Bon …Si le marketing n’est pas une vraie discipline en soi et qu’elle est en fait l’étude conjuguée de la communication et de la vente alors où est passée la vente ? C’est la question.

#3 – École de commerce et non une école du commerce

Je l’avoue maintenant. En abordant le commerce, je voulais davantage attirer l’attention sur la vente et sur le fait que les écoles de commerce ne forment pas à la vente. Ce qui n’enlève rien aux constats précédent, je dirais même plus que ça déchire les différents rideaux de langues de bois qui nous empêchaient de voir cette évidence. Pourtant, elle est importante …

Comme j’aime les choses simples, on va rappeler les 3 grandes parties d’une entreprise. On a la partie production, la partie commerciale et tout le reste.

Pour faire court, les écoles d’ingénieurs sont plutôt là pour développer la partie production et donc, les écoles de commerce pour la partie commerciale. Pour la partie commerciale, il faut comprendre simplement : vendre et surtout vendre plus.

C’est fou mais cette question n’est strictement pas abordée en école de commerce. Clairement, l’enseignement ne porte pas sur comment closer plus de deals, comment développer le chiffre d’affaires etc … Généralement, on papillonne autour du sujet sans réellement y répondre et transmettre les techniques et méthodes qui font vendre plus et donc générer plus de profit. Soit l’essence même du commerce. Soit ce que l’on pourrait attendre de toute école de commerce. C’est tout leur principal échec.


De ces constats, en fait, j’en tire plusieurs conclusions. La principale c’est, comme subtilement évoqué plus haut, les écoles de commerce tiennent plus des écoles que du commerce. En conséquence de quoi, les étudiants d’école de commerce ne savent pas vendre. Un comble. Un comble que je vérifie tous les jours quand je forme de jeunes startuppers au pitch commercial, au mail de prospection …

Aussi, si les écoles de commerce ne forment pas, les étudiants ont deux alternatives : soit ils se forment sur le tas soit en entreprise par des stages ou de l’alternance.

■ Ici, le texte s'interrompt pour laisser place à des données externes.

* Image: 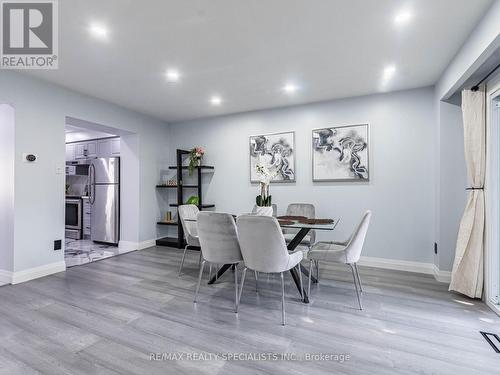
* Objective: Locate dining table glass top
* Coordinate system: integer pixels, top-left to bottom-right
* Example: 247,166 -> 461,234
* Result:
184,215 -> 339,230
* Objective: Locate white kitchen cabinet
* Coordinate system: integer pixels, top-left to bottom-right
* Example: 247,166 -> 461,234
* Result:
66,143 -> 75,161
111,138 -> 120,156
82,198 -> 91,237
97,138 -> 120,158
74,141 -> 97,159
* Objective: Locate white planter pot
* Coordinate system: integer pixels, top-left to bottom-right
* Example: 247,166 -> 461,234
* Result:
253,206 -> 273,216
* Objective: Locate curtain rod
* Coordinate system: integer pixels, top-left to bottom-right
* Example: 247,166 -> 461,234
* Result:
471,64 -> 500,91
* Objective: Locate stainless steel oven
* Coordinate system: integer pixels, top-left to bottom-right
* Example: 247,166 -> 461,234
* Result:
65,198 -> 82,240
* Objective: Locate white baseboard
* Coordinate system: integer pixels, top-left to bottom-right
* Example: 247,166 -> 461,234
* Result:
11,260 -> 66,284
359,257 -> 451,283
0,270 -> 12,286
118,239 -> 156,254
434,264 -> 451,284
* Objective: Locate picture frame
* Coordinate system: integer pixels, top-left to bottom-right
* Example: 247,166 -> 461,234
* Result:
249,131 -> 296,183
311,123 -> 371,182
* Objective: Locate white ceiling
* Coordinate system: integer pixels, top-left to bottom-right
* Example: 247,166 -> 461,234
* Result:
29,0 -> 492,122
65,124 -> 115,143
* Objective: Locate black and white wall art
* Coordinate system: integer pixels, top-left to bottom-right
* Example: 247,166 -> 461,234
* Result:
250,132 -> 295,182
312,124 -> 370,181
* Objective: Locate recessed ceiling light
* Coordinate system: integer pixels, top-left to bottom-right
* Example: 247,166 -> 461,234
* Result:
394,10 -> 413,25
282,83 -> 299,94
165,69 -> 181,83
210,95 -> 222,106
384,65 -> 396,80
89,23 -> 108,39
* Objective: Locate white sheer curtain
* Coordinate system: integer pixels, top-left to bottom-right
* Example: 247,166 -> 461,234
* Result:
449,88 -> 486,298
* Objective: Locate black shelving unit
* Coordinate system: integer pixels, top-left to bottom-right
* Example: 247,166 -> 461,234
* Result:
156,149 -> 215,249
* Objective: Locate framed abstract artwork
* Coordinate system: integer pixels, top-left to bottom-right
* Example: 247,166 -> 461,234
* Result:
250,132 -> 295,182
312,124 -> 370,181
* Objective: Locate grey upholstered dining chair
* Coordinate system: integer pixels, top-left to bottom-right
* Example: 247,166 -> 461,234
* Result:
177,204 -> 201,276
236,215 -> 303,325
307,211 -> 372,310
252,203 -> 278,217
283,203 -> 316,249
194,212 -> 243,312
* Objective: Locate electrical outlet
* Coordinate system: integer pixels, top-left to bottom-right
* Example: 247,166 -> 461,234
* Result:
54,240 -> 62,251
23,152 -> 38,163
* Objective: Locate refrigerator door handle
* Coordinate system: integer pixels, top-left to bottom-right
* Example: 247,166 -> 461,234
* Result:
89,164 -> 95,204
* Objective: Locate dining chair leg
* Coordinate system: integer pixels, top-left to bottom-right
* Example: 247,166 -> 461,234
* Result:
307,259 -> 314,298
234,265 -> 240,313
238,267 -> 248,303
177,245 -> 188,276
354,263 -> 363,293
193,260 -> 205,303
280,272 -> 285,325
349,264 -> 363,310
297,263 -> 304,299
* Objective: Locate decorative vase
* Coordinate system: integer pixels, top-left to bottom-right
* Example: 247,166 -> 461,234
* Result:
253,206 -> 273,216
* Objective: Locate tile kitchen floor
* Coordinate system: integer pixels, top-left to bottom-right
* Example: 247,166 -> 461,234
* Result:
64,238 -> 118,267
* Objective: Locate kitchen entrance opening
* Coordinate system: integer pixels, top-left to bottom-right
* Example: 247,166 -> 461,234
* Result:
64,117 -> 133,267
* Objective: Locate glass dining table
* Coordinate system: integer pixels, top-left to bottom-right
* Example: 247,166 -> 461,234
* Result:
185,215 -> 339,303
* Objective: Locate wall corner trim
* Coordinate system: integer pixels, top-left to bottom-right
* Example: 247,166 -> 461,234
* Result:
10,260 -> 66,284
359,257 -> 451,283
0,270 -> 12,286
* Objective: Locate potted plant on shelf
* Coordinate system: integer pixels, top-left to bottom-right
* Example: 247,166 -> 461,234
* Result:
188,146 -> 205,176
254,163 -> 277,216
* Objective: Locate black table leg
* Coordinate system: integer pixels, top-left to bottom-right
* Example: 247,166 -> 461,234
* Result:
300,265 -> 318,284
208,264 -> 232,285
288,228 -> 309,303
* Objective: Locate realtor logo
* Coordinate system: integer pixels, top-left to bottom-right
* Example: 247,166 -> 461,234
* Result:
0,0 -> 58,69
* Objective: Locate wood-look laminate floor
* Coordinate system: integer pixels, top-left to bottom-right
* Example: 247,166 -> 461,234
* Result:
0,248 -> 500,375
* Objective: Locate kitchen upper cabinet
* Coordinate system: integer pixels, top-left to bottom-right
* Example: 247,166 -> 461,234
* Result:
66,138 -> 120,161
66,143 -> 75,161
74,141 -> 97,159
97,138 -> 120,158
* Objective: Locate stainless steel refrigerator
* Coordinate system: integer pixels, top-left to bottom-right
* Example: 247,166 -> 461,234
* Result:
89,158 -> 120,245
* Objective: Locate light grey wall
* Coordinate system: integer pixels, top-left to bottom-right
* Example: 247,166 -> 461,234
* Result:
171,88 -> 436,263
0,104 -> 14,271
0,71 -> 170,271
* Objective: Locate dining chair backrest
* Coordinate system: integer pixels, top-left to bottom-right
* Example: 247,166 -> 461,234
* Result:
345,210 -> 372,263
236,215 -> 290,273
177,204 -> 200,245
252,203 -> 278,217
197,211 -> 243,264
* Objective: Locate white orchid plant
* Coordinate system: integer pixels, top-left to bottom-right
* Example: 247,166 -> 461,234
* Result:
255,163 -> 278,207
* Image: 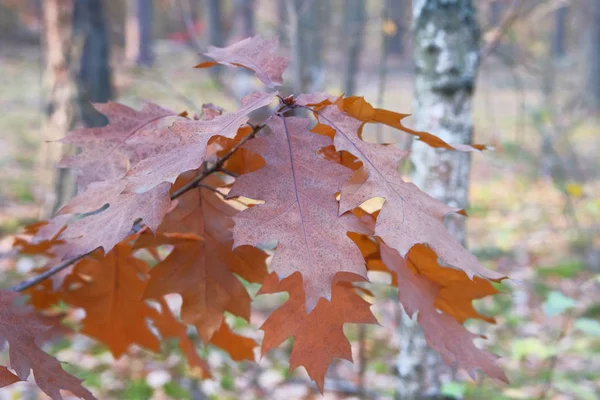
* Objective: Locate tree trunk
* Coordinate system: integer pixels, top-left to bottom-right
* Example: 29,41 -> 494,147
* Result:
125,0 -> 154,67
286,0 -> 327,93
489,0 -> 502,27
551,5 -> 569,59
73,0 -> 113,127
344,0 -> 366,96
398,0 -> 480,399
236,0 -> 256,38
40,0 -> 113,218
385,0 -> 406,55
586,0 -> 600,110
39,0 -> 77,218
203,0 -> 225,80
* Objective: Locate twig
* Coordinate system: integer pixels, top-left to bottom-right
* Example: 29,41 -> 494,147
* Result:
9,249 -> 96,292
218,168 -> 240,178
9,124 -> 265,292
171,120 -> 265,200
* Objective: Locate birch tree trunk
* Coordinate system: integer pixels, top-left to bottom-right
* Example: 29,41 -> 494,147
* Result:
397,0 -> 480,399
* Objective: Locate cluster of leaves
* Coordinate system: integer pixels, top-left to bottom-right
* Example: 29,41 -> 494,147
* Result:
0,37 -> 506,398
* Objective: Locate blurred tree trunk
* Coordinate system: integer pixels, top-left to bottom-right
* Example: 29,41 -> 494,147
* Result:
551,5 -> 569,59
125,0 -> 154,66
586,0 -> 600,110
40,0 -> 112,218
231,0 -> 255,100
344,0 -> 367,96
236,0 -> 256,38
203,0 -> 225,80
285,0 -> 328,93
39,0 -> 77,219
384,0 -> 406,55
73,0 -> 113,127
398,0 -> 480,399
489,0 -> 502,27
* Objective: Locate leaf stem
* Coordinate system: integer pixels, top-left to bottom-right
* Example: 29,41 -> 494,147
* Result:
9,124 -> 266,292
171,124 -> 265,200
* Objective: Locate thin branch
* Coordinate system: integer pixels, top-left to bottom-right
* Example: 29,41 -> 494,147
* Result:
171,120 -> 265,200
218,168 -> 240,178
9,124 -> 265,292
9,249 -> 96,292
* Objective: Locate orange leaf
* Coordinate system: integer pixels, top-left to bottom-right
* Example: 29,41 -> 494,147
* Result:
229,117 -> 366,311
196,36 -> 289,87
210,320 -> 256,361
136,173 -> 267,343
259,273 -> 377,393
381,243 -> 508,382
0,291 -> 95,399
318,106 -> 502,279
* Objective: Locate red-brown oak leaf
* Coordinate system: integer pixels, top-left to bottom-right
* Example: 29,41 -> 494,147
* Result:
381,243 -> 508,382
337,96 -> 487,151
59,102 -> 183,191
125,92 -> 275,193
136,173 -> 267,343
54,180 -> 172,258
229,117 -> 366,311
196,35 -> 289,88
318,106 -> 502,279
0,291 -> 95,399
259,273 -> 377,392
153,298 -> 210,378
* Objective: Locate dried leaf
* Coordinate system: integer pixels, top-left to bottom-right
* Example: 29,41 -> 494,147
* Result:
126,92 -> 275,193
319,106 -> 502,279
230,117 -> 366,311
55,181 -> 172,258
259,273 -> 377,393
381,244 -> 508,382
59,102 -> 183,191
141,173 -> 267,343
0,291 -> 95,399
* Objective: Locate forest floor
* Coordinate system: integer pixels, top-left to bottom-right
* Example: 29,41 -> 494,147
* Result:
0,43 -> 600,400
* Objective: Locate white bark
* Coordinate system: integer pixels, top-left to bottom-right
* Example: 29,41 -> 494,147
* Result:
397,0 -> 479,399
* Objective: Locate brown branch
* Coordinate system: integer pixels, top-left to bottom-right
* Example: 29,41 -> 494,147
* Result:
9,124 -> 265,292
171,120 -> 265,200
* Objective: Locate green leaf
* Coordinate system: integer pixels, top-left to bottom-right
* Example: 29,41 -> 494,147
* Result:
575,318 -> 600,337
537,261 -> 585,278
512,338 -> 556,360
542,291 -> 577,317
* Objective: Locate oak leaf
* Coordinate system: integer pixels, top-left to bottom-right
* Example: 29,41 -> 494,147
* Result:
210,320 -> 256,361
0,291 -> 95,399
136,173 -> 267,343
318,106 -> 502,279
54,180 -> 172,258
336,96 -> 487,151
196,35 -> 289,88
229,117 -> 366,311
259,273 -> 377,392
126,92 -> 275,193
381,244 -> 508,382
59,102 -> 178,191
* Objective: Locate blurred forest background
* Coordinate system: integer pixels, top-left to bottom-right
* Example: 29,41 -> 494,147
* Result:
0,0 -> 600,400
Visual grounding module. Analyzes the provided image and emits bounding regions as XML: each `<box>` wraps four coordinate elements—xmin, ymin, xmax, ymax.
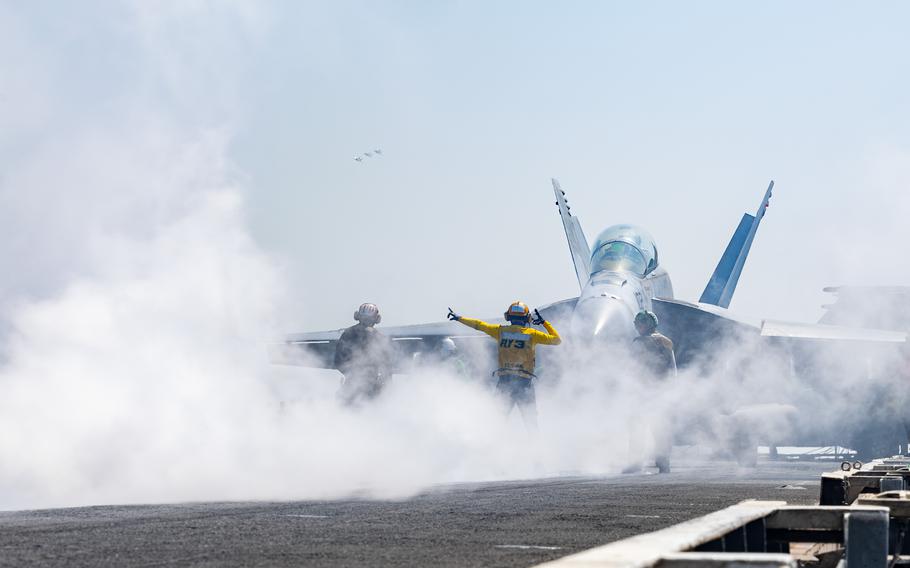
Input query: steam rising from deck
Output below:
<box><xmin>0</xmin><ymin>3</ymin><xmax>906</xmax><ymax>509</ymax></box>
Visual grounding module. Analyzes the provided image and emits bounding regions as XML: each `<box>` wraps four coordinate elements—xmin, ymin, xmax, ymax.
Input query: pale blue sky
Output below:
<box><xmin>0</xmin><ymin>1</ymin><xmax>910</xmax><ymax>330</ymax></box>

Alors à quoi peuvent bien servir les écoles si ce n’est fournir un prête-nom juridique aux entreprises dans la formation au commerce des étudiants. Maintenant, celles-ci ne sont pas forcément meilleures en formation car en termes commercial, elles utilisent 0,1% du potentiel d’internet.

Bon …peut être serait-il serait temps que les écoles de commerce forment au commerce. Comme on le dit à Saleshub, si le closing commercial est une science, il faudrait maintenant qu’il ait ses scientifiques.